Lets calculate correlation of the dependent variable(churn) with the independent variables.

In [12]:
# Independent variables
indepVariables = ['Account Length', 'VMail Message', 'Day Mins', 'Eve Mins', 'Night Mins', 
                  'Intl Mins', 'CustServ Calls', 'Intl Plan', 'VMail Plan', 'Day Calls', 
                  'Day Charge', 'Eve Calls', 'Eve Charge', 'Night Calls', 'Night Charge', 
                  'Intl Calls', 'Intl Charge']

# Calculating the pearsons correlation coefficient

for var in indepVariables:
    print("Correlation between Churn vs {} = {}".format(var, churnDF.corr("Churn", var)))
Correlation between Churn vs Account Length = 0.0165407422437
Correlation between Churn vs VMail Message = -0.0897279698351
Correlation between Churn vs Day Mins = 0.205150829261
Correlation between Churn vs Eve Mins = 0.0927957903126
Correlation between Churn vs Night Mins = 0.0354928534213
Correlation between Churn vs Intl Mins = 0.0682387756272
Correlation between Churn vs CustServ Calls = 0.208749998784
Correlation between Churn vs Intl Plan = 0.259851847345
Correlation between Churn vs VMail Plan = -0.10214814067
Correlation between Churn vs Day Calls = 0.0184593116086
Correlation between Churn vs Day Charge = 0.20515074317
Correlation between Churn vs Eve Calls = 0.00923313191308
Correlation between Churn vs Eve Charge = 0.0927860394287
Correlation between Churn vs Night Calls = 0.0061412030074
Correlation between Churn vs Night Charge = 0.0354955562405
Correlation between Churn vs Intl Calls = -0.0528443357741
Correlation between Churn vs Intl Charge = 0.0682586315039

Insights

  • We are calculating persons correlation coefficient to test the correlation between churn and other variable, so basically testing the linear relation between churn and other independent variables.
  • We can clearly see that there is no strong linear relation between churn and any other variable.
  • This insight is also confirmed by the plot above.

Step 6: Hypothesis testing

Null Hypothesis H0: There are no early indications available in the way a customer uses its service in predicting whether he/she is likely to churn.

Alternate Hypothesis H1: There are early indications available.

Analysis:

The Null Hypothesis H0 is disproved, as you can see from the plot in Step 4, that there is indeed relationship between churn and many other variables.
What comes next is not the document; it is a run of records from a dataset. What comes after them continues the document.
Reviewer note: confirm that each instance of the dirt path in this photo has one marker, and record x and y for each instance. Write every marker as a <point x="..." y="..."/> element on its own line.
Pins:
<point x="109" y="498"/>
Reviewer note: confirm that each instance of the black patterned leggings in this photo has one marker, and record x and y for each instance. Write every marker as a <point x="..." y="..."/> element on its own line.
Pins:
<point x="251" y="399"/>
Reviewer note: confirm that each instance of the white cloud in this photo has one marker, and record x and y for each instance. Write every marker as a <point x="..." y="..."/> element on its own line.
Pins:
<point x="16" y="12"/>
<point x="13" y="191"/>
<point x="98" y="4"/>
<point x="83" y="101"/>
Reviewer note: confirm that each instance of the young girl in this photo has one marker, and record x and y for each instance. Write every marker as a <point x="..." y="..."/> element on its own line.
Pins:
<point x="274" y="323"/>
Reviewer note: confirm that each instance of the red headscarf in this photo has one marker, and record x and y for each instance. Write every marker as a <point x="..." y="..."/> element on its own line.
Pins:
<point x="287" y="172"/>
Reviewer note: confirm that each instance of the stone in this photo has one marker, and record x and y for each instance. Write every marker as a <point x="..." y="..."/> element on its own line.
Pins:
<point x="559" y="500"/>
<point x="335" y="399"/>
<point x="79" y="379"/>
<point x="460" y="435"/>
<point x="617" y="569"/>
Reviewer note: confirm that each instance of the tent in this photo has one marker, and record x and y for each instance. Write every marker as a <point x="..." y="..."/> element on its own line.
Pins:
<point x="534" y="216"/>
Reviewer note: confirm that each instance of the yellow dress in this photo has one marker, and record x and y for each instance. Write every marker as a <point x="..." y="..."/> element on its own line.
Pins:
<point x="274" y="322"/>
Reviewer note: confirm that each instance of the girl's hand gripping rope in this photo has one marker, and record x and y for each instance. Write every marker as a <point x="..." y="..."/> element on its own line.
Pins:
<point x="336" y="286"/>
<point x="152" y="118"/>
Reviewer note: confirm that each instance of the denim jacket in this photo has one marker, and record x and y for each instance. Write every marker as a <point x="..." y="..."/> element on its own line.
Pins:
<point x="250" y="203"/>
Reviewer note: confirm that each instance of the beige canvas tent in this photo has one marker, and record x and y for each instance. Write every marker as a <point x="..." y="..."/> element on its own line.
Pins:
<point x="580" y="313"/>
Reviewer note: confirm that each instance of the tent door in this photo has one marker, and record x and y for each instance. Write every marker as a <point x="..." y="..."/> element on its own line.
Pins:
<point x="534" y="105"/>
So there are early indications available to predict whether he/she is likely to churn.

Therefore accepting the Alternate Hypothesis H1.

Clearly our exploratory data analysis on this data set has shown that this data has power to predict churn.

The following variables have the capability to predict churn strongly:

  1. Account Length
  2. VMail Message
  3. Day Mins
  4. Eve Mins
  5. Night Mins
  6. Intl Mins
  7. CustServ Calls
  8. Intl Plan
  9. VMail Plan
  10. Day Calls
  11. Eve Calls
  12. Night Calls
  13. Intl Calls
  • As there is a strong correlation between, Day Charge vs Day minutes, Evening Charge vs Evening minutes, Night Charge vs Night minutes and International Charge vs Intl minutes, I've Included only Minutes in each set.

  • I've not included State, Area Code and Phone Number from my Domain knowledge and also these are string fields and will not provide any value to predictions.